The Department of Housing and Urban Development released an exhaustive document, FHA INFO 18-02, outlining the resources that would continue during a federal work stoppage, along with those that wouldn’t make the cut.
For instance, Home Equity Conversion Mortgage professionals could still receive a Federal Housing Administration case number through the FHA Connection software. The Home Equity Reverse Mortgage Information Technology (HERMIT) system would also remain operational, while borrowers would continue to receive payments and mortgage insurance premium refunds. Additionally, lenders would still be required to submit monthly MIP, as well as upfront mortgage insurance premiums for new endorsements.

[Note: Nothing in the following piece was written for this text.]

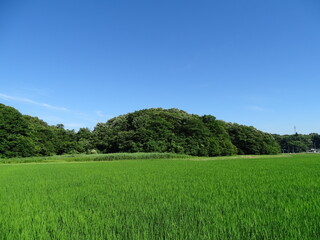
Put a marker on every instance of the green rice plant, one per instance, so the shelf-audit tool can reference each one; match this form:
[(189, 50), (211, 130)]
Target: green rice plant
[(225, 198)]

But as in previous years, all HECM endorsements would come to a halt for the duration of the shutdown, and HUD and FHA officials warned that substantially reduced staffing levels could create delays with the ongoing functions that survive. Of the 7,797 HUD employees on staff, 289 would have been allowed to report to work, with most of the remainder barred from performing their jobs.
HUD did note that a certain portion of 954 additional employees could be called into work “on an intermittent basis,” but their work would be limited to operations deemed essential and ongoing.
Secondary-market continuity
While Ginnie Mae, which oversees the HECM-backed securities (HMBS) marketplace, was also forced to temporarily reduce staffing levels during the brief shutdown, its operations would have gone on largely uninterrupted had the situation gone on for multiple workdays.
“Importantly, Ginnie Mae will continue to remit timely payment of principal and interest to investors,” the government corporation said in a statement released Monday, before Congress struck a temporary deal. “There will also be no disruption of essential functions like the granting of commitment authority and support for continued issuance of Ginnie Mae-guaranteed Mortgage Backed Securities (MBS) and REMICs.”
Of course, the industry could potentially face another shutdown soon: The Senate deal only funds the government through February 8, and the fate of a long-term budget solution remains tied up with the controversial Deferred Action for Childhood Arrivals (DACA) immigration program.
The three-day shutdown of early 2018 pales in comparison to the previous government funding lapse, which lasted from October 1 to October 17, 2013.